Северия повторяла уроки, преподанные ей Гейше. Раполасу она не отвечала любовью на самые пылкие ласки. Все, что они пробудили в ней, принесла она сейчас тому, кому, по всей вероятности, была предназначена провидением. Она безраздельно отдавала себя Миколюкасу и, пожелай он только — отдалась бы ему.

Миколюкас между тем просветлел, на губах его заиграла прежняя улыбка, глаза подернулись прежней мечтательной дымкой — и снова он стал существом не от мира сего, обитателем своего королевства грез, которые мы называем на прозаический лад поэзией, ибо не чувствуем, не понимаем ее сути.

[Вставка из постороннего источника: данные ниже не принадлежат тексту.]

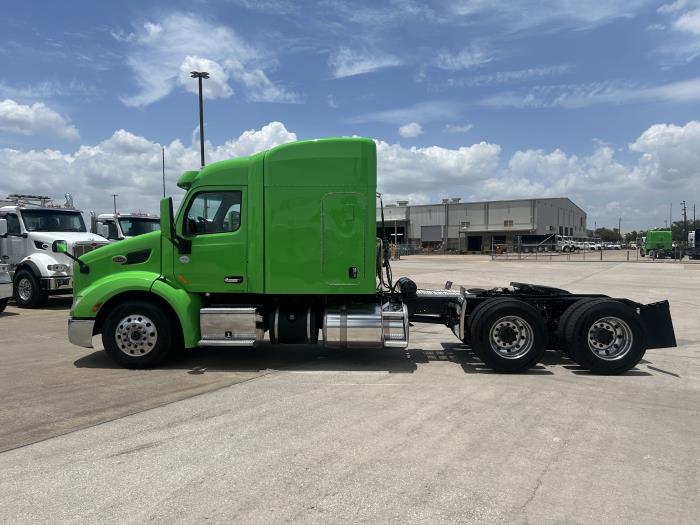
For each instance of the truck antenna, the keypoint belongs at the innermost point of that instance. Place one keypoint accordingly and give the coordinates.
(163, 151)
(199, 75)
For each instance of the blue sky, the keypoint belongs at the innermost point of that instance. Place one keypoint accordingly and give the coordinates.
(598, 101)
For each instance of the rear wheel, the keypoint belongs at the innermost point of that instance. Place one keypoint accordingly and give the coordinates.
(564, 345)
(27, 289)
(508, 335)
(606, 337)
(138, 334)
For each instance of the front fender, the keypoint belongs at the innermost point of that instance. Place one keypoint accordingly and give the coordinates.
(88, 301)
(186, 306)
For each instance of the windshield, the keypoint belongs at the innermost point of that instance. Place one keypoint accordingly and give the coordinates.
(138, 225)
(53, 221)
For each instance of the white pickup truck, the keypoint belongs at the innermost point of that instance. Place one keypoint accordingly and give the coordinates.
(29, 225)
(118, 226)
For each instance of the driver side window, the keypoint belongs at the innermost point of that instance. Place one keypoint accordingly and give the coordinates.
(13, 227)
(213, 212)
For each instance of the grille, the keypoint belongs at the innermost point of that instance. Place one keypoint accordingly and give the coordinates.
(82, 248)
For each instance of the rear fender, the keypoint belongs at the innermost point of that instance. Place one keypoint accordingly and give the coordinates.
(656, 318)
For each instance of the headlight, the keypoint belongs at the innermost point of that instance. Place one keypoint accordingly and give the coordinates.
(76, 301)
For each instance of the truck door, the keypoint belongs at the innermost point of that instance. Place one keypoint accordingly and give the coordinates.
(215, 222)
(15, 244)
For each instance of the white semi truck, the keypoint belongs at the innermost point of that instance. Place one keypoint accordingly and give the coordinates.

Блаженная душа, что и говорить! Он еще раз перенесся в сотворенную им же обитель, и этого ему хватило с избытком, настолько, что он даже отдаленно не почувствовал нужды в возвращении на землю за тем, что ему причитается. Нет, он не был способен отплатить своей мечте тем же, чем и Раполас.

И все же на любовь Северюте он откликнулся всем своим существом. Ничего подобного он не испытал за всю свою жизнь. Ему почудилось, будто разверзлись небеса и дали ему отведать своих яств. Это послужило для него как бы символом того, что он никогда больше не покинет горние выси, не вернется к земным невзгодам и горестям. Он чувствует и, пожалуй, весь свой век будет ощущать нежность ладоней любимой, жар ее пылающей щеки, которой она прижималась к его щеке. Он чувствовал и поэтому вовек не забудет, как она прижималась к нему своей девичьей грудью, как обнимала его за шею. Каждый ее поцелуй был для него еще одним флёром, окутывающим его воздушный замок, и замок этот поднимался выше и выше, ширясь и обретая прочность. И как же счастлив он был впоследствии, всю свою жизнь, что не разменял этот замок на что-нибудь подешевле, чего ему хватило бы лишь на короткое время!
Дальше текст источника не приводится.